Clustering by using Locality sensitive hashing *after* Random projection It is well known that Random Projection (RP) is tightly linked to Locality Sensitive Hashing (LSH). My goal is to cluster a large number of points lying in a $d$-dimensional Euclidean space, where $d$ is very large.

Questions: Does it make sense to cluster the points via LSH after having reduced the dimensionality of their input space by using first RP? Why yes/no? Is there any redundancy in the combined use of RP as dimensionality reduction method before LSH as clustering method?
 A: For clustering large datasets in high-dimensional spaces, it is pretty standard to proceed in two steps, first reducing the dimension and then clustering the new data points in the dimension-reduced space. This is mainly done for performance reasons and because clustering is quite sensitive to the curse of dimensionality. In your case, you want to do the first step (dimensionality reduction) with random projection and the second step (clustering) with LSH. Thus, in principle, this is a reasonable plan.
How good this works depends of course on the data set and the particular methods you use for random projection and for LSH.
The problem is that it is difficult to evaluate the results, because there is no definition of "correct" clustering, and the clustering evaluation metrics are, in my experience, not very helpful. Anyway, maybe you have a way to check the quality of your clustering, and if it is only via evaluation metrics of your higher-level goal (CTR, ROI, ...). Of course, this could involve an unjustifiable effort.
Concerning your question about redundancy:
Hashing is often very fast. If, in addition, you know that your LSH is not particularly sensitive to the curse of dimensionality, the reduction in dimension before hashing might not be necessary.
Some final remarks:

*

*LSH methods are, in my experience, not optimal clustering methods, but if you want to substitute them with standard clustering methods, runtime performance may quickly become a problem.

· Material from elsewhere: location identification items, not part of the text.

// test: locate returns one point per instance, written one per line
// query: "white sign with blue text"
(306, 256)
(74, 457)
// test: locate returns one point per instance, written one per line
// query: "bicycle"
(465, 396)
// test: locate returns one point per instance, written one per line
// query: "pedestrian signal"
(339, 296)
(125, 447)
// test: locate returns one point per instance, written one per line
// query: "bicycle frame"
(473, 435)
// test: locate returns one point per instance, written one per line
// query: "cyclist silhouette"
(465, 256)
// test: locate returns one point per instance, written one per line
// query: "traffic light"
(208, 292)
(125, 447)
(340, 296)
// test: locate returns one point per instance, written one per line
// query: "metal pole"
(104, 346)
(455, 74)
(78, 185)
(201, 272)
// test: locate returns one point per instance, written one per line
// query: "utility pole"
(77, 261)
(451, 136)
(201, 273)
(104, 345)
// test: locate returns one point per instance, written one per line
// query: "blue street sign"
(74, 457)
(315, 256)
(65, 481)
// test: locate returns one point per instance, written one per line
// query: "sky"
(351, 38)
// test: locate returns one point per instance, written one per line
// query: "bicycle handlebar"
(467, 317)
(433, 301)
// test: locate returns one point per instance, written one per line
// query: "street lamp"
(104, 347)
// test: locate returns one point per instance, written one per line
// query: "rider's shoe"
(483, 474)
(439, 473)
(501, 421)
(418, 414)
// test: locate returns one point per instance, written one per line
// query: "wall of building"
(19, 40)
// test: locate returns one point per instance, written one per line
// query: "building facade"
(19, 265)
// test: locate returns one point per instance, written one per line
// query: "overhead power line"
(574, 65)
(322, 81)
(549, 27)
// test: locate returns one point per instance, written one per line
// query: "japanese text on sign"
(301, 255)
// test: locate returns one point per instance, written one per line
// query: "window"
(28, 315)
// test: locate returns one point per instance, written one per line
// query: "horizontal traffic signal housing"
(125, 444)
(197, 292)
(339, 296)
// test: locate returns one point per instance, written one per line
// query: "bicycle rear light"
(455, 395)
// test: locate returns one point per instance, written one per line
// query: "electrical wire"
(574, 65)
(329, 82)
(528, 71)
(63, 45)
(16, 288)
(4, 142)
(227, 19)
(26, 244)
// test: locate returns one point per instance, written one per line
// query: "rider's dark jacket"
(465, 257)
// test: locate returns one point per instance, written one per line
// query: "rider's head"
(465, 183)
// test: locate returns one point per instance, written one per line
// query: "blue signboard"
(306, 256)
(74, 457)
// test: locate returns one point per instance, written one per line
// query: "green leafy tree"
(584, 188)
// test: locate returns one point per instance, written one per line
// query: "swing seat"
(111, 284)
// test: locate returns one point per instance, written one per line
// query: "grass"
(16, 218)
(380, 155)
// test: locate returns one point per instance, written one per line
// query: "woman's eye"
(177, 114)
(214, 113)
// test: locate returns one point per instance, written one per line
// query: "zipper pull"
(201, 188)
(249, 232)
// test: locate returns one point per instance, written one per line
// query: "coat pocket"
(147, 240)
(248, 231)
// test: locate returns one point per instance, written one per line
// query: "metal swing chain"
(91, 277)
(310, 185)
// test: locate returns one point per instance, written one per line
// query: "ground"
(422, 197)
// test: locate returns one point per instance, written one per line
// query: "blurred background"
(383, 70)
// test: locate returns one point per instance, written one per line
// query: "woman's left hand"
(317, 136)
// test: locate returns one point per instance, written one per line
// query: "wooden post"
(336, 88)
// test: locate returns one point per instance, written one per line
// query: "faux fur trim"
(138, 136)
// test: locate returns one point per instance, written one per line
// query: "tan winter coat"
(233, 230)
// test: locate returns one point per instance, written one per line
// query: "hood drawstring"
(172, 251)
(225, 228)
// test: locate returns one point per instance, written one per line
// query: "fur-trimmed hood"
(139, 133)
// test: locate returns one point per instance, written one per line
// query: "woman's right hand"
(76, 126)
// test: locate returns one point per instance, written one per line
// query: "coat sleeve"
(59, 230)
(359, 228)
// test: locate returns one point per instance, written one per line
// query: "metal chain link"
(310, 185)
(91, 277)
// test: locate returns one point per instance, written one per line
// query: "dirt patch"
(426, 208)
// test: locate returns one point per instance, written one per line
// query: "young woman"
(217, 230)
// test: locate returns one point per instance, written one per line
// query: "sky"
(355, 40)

*I have had good experiences in similar situations with UMAP followed by e.g. HDBSCAN. UMAP is very good in preserving the grouping of the data, also with strong dimensionality reduction. This is even the case when reducing to two dimensions, which is why it is also a popular visualization tool. Because it is nonlinear, it does this much better than random projections. Another possibility would be t-SNE. However, both are, of course, much slower than random projections.

*Very fast clustering, appropriate for high dimensional spaces, is also provided by BIRCH if the option n_clusters is set to None.

*Dimensionality reduction always reduces the information in your dataset. If $n$ is the dimension of the reduced space and $m$ the size of your data set, then, according to the Johnson–Lindenstrauss lemma, the ratio $\frac{n}{log \;m}$ should not become too small.